Significant differences were observed on mRNA levels for the genes coding for enzymes involved in energy metabolism atpase a and b, in anaerobic glycolysis lactate dehydrogenase (ldh) and aerobic glycolysis pyruvate kinase (pk) and hexokinase (hk) (Table 5). Overall, all the differentially expressed genes were up regulated on the RES group compared to the CTL group except for the hk. We can note these molecular biomarkers suggest that metabolic programming could be linked to the early nutritional stimulus at the protozoea phase, the first feeding stage.

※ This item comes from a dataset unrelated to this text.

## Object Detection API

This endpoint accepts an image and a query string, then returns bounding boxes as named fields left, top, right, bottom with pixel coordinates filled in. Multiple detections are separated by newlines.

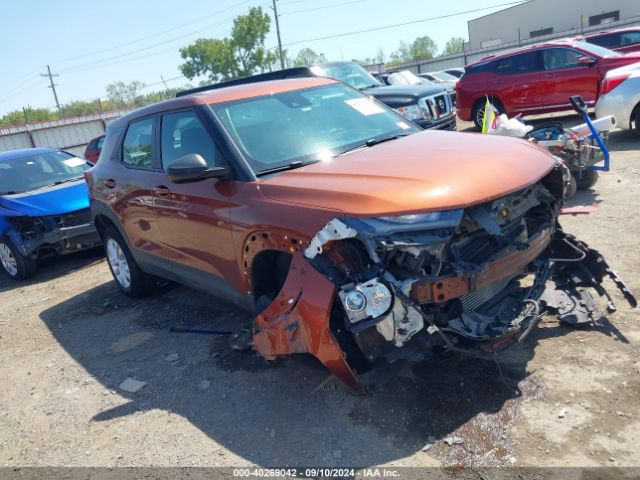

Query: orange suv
left=86, top=78, right=635, bottom=389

Studies performed with teleost fish on the nutritional programming at the early stages of the development (begging of exogenous feeding habits) have shown a long-term molecular adaptation to the genes related to the glucose metabolism (Fang et al., 2014; Geurden et al., 2014; Rocha et al., 2015). Corroborating with our findings, reinforcing the potential of the protozoea stage as the best developmental window to perform the stimulus.
Challenge | |||
---|---|---|---|
Target genes | CTL-history | RES-history | P-value |
Means ± SD | Means ± SD | ||
Digestion | |||
lipase | 1.23 ± 0.45 | 0.94 ± 0.39 | 0.234 |
preamylase | 1.28 ± 0.28 | 1.07 ± 0.36 | 0.234 |
chymotrypsin | 1.02 ± 0.18 | 1.10 ± 0.62 | 0.878 |
trypsin | 1.17 ± 0.64 | 1.05 ± 0.56 | 0.878 |
Lipid Metabolism | |||
fas | 1.14 ± 0.29 | 1.05 ± 0.18 | 0.442 |
Amino Acid Metabolism | |||
gs | 1.24 ± 0.35 | 1.09 ± 0.25 | 0.574 |
gdh | 1.02 ± 0.15 | 1.18 ± 0.23 | 0.105 |
Energy Metabolism | |||
atpase a | 1.00 ± 0.09a | 1.18 ± 0.16b | 0.028 |
atpase b | 1.04 ± 0.10a | 1.30 ± 0.23b | 0.049 |
cox VI a | 1.16 ± 0.18 | 1.24 ± 0.28 | 0.574 |
cox VI b | 1.16 ± 0.07 | 1.09 ± 0.23 | 0.721 |
cox VI c | 1.07 ± 0.08 | 1.25 ± 0.25 | 0.105 |
Glucose Transport and Metabolism | |||
lvglut 1 | 1.07 ± 0.20 | 1.14 ± 0.02 | 0.505 |
lvglut 2 | 1.25 ± 0.41 | 0.96 ± 0.34 | 0.234 |
ldh | 0.90 ± 0.12a | 1.36 ± 0.44b | 0.038 |
pk | 1.00 ± 0.18a | 1.51 ± 0.38b | 0.015 |
hk | 1.28 ± 0.25b | 1.06 ± 0.19a | 0.049 |
fbp | 1.15 ± 0.16 | 1.19 ± 0.15 | 0.955 |
pepck | 1.12 ± 9.16 | 0.98 ± 0.30 | 0.574 |
However, these significant differences are relatively weak (low level of statistical significance), and there was a lower number of differentially expressed genes by programming if compared with our previous study (Lage et al., 2018). This could be explained by the strong differences between the two studies of nutritional programming in shrimp (the present study and the one performed by (Lage et al., 2018): the different levels of the dietary restriction (40% versus 70%), the distinct developmental windows used (protozoea versus post-larvae), the duration of the full experiment (45 days versus 127 days), and a dietary challenge used only in the first study.
Conclusion
The data shown above, indicates that an early nutritional stimulus (at the level of 40% feeding restriction) for the protozoa stage was not able to change permanently or significantly enough, the metabolism and growth performance in shrimp. We also observed that medium to long term modification on genes were mainly related to glucose and energy metabolism. Thus, we can state that those biomarkers are appropriate tools to evaluate the nutritional programming in whiteleg shrimp through the feed restriction. Further studies are thus needed to improve our knowledge about the possibility of the use of programming shrimp for better growth performance and nutrition in aquaculture.